29. The system of claim 28, wherein said controller is further configured to compute said feature vector using said at least one parameter associated with at least one electronic device,
30. The system of claim 28, wherein said controller is further configured to compute said interaction vector using said at least one parameter associated with at least one electronic device.
31. The system of claim 20, wherein said controller is further configured to share said profile vector with said at least one virtual machine in said network.
32. The system of claim 20, wherein said controller is further configured to compute a similarity metric using said profile vector.
33. The system of claim 20, wherein said at least one virtual machine is clustered based on said similarity metric.
34. The system of claim 20, wherein said cluster comprises said at least one virtual machine with similar said at least one parameter.
35. The system of claim 20, wherein said cluster comprises said at least one virtual machine with substantially similar said at least one parameter.
36. The system of claim 20, wherein said controller is further configured to replicate said malware information associated with said at least one electronic device on said at least one virtual machine.
37. The system of claim 20, wherein said controller is further configured to generate a notification message about said malware.

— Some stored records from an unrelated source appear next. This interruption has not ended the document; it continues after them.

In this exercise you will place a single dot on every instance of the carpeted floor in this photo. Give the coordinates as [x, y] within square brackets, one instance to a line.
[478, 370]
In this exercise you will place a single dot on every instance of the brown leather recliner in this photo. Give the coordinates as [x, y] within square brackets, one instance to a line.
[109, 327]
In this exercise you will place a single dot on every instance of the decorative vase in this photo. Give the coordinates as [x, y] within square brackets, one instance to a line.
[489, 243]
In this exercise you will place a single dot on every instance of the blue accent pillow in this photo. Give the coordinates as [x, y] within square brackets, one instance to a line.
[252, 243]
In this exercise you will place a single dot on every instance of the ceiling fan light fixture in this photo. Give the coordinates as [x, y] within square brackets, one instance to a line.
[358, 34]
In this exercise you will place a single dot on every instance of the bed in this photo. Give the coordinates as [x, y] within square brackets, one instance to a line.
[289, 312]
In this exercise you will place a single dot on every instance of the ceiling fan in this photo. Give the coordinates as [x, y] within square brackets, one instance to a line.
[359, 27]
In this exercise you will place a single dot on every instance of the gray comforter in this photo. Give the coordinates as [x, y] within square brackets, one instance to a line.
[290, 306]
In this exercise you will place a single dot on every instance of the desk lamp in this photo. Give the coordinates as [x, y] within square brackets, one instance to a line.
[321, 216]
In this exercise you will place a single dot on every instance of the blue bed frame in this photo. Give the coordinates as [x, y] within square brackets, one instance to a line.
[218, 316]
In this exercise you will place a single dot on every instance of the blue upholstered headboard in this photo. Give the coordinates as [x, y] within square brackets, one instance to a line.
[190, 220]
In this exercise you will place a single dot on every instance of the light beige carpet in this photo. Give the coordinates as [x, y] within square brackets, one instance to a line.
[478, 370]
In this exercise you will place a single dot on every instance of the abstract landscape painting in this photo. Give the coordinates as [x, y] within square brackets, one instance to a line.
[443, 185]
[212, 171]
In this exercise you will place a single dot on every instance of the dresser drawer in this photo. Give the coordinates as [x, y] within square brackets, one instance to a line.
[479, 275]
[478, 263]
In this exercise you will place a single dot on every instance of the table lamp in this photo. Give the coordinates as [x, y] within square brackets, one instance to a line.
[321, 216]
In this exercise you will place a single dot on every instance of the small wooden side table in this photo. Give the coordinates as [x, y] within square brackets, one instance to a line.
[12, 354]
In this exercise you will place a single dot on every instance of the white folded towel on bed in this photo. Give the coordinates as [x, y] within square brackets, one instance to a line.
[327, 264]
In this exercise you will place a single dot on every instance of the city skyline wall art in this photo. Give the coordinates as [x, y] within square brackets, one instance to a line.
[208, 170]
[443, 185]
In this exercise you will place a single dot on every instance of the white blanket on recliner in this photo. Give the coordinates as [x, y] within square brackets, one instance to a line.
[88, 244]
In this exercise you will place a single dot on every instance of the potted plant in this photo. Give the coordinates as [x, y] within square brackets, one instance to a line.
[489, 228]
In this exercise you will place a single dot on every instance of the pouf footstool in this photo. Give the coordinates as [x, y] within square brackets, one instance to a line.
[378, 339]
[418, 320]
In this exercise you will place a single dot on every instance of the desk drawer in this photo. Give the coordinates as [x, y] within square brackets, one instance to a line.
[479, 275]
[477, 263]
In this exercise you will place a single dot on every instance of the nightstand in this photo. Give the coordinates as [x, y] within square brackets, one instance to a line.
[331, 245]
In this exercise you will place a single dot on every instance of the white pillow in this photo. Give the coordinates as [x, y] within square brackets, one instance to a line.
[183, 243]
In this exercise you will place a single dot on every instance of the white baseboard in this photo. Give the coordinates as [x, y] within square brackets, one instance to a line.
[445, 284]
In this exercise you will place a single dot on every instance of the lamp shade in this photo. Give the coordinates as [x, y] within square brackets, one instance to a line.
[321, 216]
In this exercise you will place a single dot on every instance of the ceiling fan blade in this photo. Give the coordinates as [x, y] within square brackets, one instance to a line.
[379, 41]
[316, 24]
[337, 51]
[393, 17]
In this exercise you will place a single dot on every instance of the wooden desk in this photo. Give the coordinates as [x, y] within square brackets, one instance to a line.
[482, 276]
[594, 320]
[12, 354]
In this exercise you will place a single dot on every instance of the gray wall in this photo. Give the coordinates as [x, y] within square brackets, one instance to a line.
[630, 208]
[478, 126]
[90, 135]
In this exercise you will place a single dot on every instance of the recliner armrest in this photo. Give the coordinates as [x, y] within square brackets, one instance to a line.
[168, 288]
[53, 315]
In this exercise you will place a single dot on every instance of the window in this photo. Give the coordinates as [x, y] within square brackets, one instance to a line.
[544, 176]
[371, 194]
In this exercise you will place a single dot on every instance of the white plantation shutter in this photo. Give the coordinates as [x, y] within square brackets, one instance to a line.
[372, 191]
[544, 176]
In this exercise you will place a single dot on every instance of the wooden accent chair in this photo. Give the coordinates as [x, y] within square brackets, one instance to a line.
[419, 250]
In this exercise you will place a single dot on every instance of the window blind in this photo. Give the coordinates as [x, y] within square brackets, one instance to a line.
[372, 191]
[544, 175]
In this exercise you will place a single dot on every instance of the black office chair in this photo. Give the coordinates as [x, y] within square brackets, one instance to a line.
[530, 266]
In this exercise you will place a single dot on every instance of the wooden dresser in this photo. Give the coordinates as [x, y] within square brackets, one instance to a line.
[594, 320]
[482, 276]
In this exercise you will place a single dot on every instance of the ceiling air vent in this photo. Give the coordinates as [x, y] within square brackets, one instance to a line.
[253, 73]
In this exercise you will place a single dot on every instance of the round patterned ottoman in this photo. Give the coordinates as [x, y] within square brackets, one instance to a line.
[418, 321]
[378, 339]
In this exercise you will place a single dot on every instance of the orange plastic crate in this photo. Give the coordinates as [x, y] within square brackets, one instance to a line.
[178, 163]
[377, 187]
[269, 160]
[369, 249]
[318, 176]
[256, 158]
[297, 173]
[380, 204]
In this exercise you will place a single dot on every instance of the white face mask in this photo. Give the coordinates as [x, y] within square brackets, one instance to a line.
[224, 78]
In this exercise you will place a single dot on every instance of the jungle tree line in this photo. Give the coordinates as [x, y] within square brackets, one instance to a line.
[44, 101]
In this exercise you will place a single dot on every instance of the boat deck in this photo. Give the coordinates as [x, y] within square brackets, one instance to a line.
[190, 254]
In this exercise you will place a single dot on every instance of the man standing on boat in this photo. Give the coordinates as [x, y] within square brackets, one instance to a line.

38. A computer program product for controlling malware spreading across electronic devices over a communication network, the product comprising:
an integrated circuit comprising at least one processor;
at least one memory having a computer program code within said circuit, wherein said at least one memory and said computer program code with said at least one processor cause said product to:
replicate a running image of at least one electronic device on at least one virtual machine in said communication network,
cluster said at least one virtual machine into at least one cluster based on at least one parameter associated with said at least one electronic device,
detect a malware associated with said at least one electronic device,
notify each virtual machine associated with said at least one cluster vulnerable to said malware about said malware.